Das Festjahr »1700 Jahre jüdisches Leben in Deutschland« bietet eine Chance, jüdisches Leben zu profilieren: mit Gesang, Gerüchen und Geschichten, abseits von Antisemitismus, Schoa und Nahostkonflikt.
So sind unter den zahlreichen, bereits erfolgreich gelaufenen Projekten jüdische Kochshows, Konzerte und eine digitale »Jewersity«-Ausstellung. Dadurch haben Projekte wie der Podcast zur jüdischen Geschichte des Robert-Koch-Instituts neue Zielgruppen angesprochen, wurden Orte neu oder wieder mit jüdischem Leben verknüpft, wie etwa das Festival »Musik & Kultur in westfälischen Landsynagogen«. Einige Modelle wie der 2021JLID-Podcast haben es sogar aus der jüdischen Bubble geschafft.

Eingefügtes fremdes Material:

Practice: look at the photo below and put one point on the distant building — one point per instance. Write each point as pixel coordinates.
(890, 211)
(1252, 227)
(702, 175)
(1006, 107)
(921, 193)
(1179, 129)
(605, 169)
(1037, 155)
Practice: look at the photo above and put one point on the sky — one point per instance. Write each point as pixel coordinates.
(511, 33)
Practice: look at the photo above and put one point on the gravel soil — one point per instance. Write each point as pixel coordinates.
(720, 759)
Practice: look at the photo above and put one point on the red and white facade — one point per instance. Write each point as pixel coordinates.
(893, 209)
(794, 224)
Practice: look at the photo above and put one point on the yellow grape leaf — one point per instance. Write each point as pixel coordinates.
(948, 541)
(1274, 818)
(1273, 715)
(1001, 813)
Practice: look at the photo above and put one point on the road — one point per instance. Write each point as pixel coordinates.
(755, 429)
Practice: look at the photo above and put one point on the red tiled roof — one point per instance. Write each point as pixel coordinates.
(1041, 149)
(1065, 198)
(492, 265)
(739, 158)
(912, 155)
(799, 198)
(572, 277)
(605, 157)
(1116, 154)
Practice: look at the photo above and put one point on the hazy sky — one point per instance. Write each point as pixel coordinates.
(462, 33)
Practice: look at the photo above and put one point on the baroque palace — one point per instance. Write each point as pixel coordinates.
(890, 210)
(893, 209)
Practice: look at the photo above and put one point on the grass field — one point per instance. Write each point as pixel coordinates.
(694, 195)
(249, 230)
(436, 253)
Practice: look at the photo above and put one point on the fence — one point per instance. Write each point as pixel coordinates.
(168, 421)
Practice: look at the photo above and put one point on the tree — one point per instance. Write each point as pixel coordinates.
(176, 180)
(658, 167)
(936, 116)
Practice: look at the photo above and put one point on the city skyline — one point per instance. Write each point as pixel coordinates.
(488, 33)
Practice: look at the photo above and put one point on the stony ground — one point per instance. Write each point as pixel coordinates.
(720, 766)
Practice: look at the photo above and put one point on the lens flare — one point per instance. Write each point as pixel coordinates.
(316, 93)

wahrnehmung Die im Durchschnitt wöchentlich 154 Berichte in TV, Radio, Print und Internet, die sich mit dem Festjahr befassen, deuten auf eine ausgedehnte mediale Wahrnehmung hin. Besonders Lokalzeitungen bieten einen regionalen Zugang zum Sonderthema. Zusätzlich bietet die Schirmherrschaft des Bundespräsidenten eine repräsentative Goldmedaille.
Trotzdem würden viele Leute bei Wer wird Millionär? die Frage, welches Festjahr in der Bundesrepublik gefeiert wird, wohl kaum ohne Joker richtig beantworten können. So beobachtet die Vizepräsidentin der Jüdischen Studierendenunion, Hanna Veiler, bei jungen Menschen, dass »das Jahr bei zu vielen nicht angekommen ist und am Ende die kommen, die ohnehin schon an jüdischem Leben interessiert waren«.
erwartungen Die Mehrheitsgesellschaft scheint wohl (noch) nicht mitzufeiern. Sylvia Löhrmann vom Verein 321–2021 berichtet hingegen, dass durch das breite Spektrum an Projekten bereits eine größere Reichweite erzielt wurde. Wer feiert wie, was eigentlich und wer nicht? Für diese noch offenen Fragen und die hohen Erwartungen an das Festjahr hat Deutschland noch ein gutes halbes Jahr Zeit.
Derweil dürfen wir gespannt bleiben, wie das größte Laubhüttenfest der Welt, »Sukkot XXL«, ein »Pride Shabbat« und weitere Veranstaltungen die Sichtbarkeit jüdischen Lebens in Deutschland verbessern. Schließlich erhoffen wir uns vor allem eines: dass die Impulse von #2021JLID nachhaltig weiterwirken.
Die Autorin ist Assistant Director of European Affairs bei der Anti-Defamation League.